II. CARÁCTER DE LA REALEZA DE CRISTO
a) Triple potestad
13. Viniendo ahora a
explicar la fuerza y naturaleza de este principado y soberanía de Jesucristo, indicaremos
brevemente que contiene una triple potestad, sin la cual apenas se concibe un
verdadero y propio principado. Los testimonios, aducidos de las Sagradas
Escrituras, acerca del imperio universal de nuestro Redentor, prueban más que
suficientemente cuanto hemos dicho; y es dogma, además, de fe católica, que Jesucristo fue dado a los hombres como Redentor, en
quien deben confiar, y como legislador a quien deben obedecer(24). Los santos Evangelios no sólo narran que Cristo legisló,
sino que nos lo presentan legislando. En diferentes circunstancias y con
diversas expresiones dice el Divino Maestro que quienes guarden sus preceptos demostrarán que le aman y permanecerán
en su caridad (25). El mismo Jesús, al
responder a los judíos, que le acusaban de haber violado el sábado con la
maravillosa curación del paralítico, afirma que el Padre le había dado la potestad judicial, porque el Padre no juzga a nadie, sino que todo el poder de juzgar se lo
dio al Hijo (26). En lo cual se comprende también su derecho de premiar y castigar a los hombres, aun durante su vida mortal, porque esto no puede separarse
de una forma de juicio. Además, debe atribuirse a Jesucristo la potestad llamada ejecutiva,
puesto que es necesario que todos obedezcan a su mandato, potestad que a los
rebeldes inflige castigos, a los que nadie puede sustraerse.

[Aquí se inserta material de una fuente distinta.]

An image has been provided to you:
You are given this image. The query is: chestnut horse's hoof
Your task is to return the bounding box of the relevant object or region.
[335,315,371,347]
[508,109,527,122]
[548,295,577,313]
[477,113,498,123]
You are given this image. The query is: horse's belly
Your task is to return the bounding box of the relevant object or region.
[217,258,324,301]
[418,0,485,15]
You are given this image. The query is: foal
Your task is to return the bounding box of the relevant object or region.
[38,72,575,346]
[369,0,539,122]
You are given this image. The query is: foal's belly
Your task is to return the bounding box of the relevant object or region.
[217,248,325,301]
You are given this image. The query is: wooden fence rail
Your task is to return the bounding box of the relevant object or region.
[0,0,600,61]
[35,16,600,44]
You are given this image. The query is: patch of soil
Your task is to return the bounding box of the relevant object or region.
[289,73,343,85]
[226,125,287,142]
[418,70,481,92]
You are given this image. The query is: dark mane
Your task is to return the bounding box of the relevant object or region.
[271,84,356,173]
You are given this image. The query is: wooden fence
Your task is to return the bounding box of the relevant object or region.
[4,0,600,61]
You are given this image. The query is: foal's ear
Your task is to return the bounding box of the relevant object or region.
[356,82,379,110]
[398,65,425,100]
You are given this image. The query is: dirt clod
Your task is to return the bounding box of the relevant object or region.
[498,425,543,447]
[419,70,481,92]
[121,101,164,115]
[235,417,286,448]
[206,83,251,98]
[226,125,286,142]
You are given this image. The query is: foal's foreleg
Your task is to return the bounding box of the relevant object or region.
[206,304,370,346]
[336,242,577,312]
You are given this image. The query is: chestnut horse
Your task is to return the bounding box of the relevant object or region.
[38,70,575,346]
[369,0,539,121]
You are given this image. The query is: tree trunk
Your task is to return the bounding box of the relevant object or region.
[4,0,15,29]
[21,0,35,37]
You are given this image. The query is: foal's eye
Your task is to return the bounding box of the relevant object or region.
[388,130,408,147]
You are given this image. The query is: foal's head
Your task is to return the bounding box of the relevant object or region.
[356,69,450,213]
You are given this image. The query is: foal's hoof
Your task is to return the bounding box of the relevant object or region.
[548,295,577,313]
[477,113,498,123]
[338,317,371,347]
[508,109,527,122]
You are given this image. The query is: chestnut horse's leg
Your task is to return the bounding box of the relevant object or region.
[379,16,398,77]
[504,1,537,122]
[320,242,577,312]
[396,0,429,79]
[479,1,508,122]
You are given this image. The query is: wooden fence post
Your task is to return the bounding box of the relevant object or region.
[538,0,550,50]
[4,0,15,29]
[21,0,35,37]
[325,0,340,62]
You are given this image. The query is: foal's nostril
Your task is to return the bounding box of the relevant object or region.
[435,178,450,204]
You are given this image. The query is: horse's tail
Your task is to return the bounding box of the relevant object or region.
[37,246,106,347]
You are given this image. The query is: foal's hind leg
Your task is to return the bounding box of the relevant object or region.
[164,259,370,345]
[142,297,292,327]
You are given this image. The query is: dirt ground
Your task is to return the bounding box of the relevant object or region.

b) Campo de la realeza de Cristo
a) En Lo espiritual
14. Sin embargo, los
textos que hemos citado de la Escritura demuestran evidentísimamente, y el
mismo Jesucristo lo confirma con su modo de obrar, que este reino es principalrnente
espiritual y se refiere a las cosas
espirituales. En efecto, en varias ocasiones, cuando los judíos, y aun los
mismos apóstoles, imaginaron erróneamente que el Mesías devolvería la libertad
al pueblo y restablecería el reino de Israel, Cristo les quitó y arrancó esta
vana imaginación y esperanza. Asimisrno, cuando iba a ser proclamado Rey por la
muchedumbre, que, llena de admiración, le rodeaba, El rehusó tal título de
honor huyendo y escondiéndose en la soledad. Finalmente, en presencia del gobernador romano manifestó que su
reino no era de este mundo. Este reino se nos
muestra en los evangelios con tales caracteres, que los hombres, para entrar en
él, deben prepararse haciendo penitencia y no pueden entrar sino por la fe y el
bautismo, el cual, aunque sea un rito
externo, significa y produce la regeneración interior. Este reino únicamente se
opone al reino de Satanás y a la potestad de las tinieblas; y exige de sus
súbditos no sólo que, despegadas sus almas de
las cosas y riquezas terrenas, guarden ordenadas costumbres y tengan hambre y
sed de justicia, sino también que se nieguen a sí
mismos y tomen su cruz. Habiendo Cristo, como Redentor, rescatado a la Iglesia con
su Sangre y ofreciéndose a sí mismo, como Sacerdote y como Víctima, por los
pecados del mundo, ofrecimiento que se renueva cada día perpetuamente, ¿quién no ve que la dignidad real del Salvador se reviste y
participa de la naturaleza espiritual de ambos oficios?
b) En lo temporal
15. Por otra parte,
erraría gravemente
el que negase a Cristo-Hombre el poder sobre todas las cosas humanas y
temporales, puesto que el Padre le confiríó un
derecho absolutísimo sobre las cosas creadas, de tal suerte que todas están sometidas a su
arbitrio. Sin embargo de ello, mientras vivió
sobre la tierra se abstuvo enteramente de ejercitar este poder, y así como
entonces despreció la posesión y el cuidado de las cosas humanas, así también permitió, y sigue
permitiendo, que los poseedores de ellas las utilicen.
Acerca de lo cual dice
bien aquella frase: No quita los reinos mortales el que da los celestiales (27). Por tanto, a todos los hombres se extiende el dominio de
nuestro Redentor, como lo afirman estas palabras de nuestro predecesor, de
feliz memoria, León XIII, las cuales hacemos con gusto nuestras: El imperio de Cristo se
extiende no sólo sobre los pueblos católicos y sobre aquellos que habiendo
recibido el bautismo pertenecen de derecho a la Iglesia, aunque el error los
tenga extraviados o el cisma los separe de la caridad, sino que comprende
también a cuantos no participan de la fe cristiana, de suerte que bajo la
potestad de Jesús se halla todo el género humano(28).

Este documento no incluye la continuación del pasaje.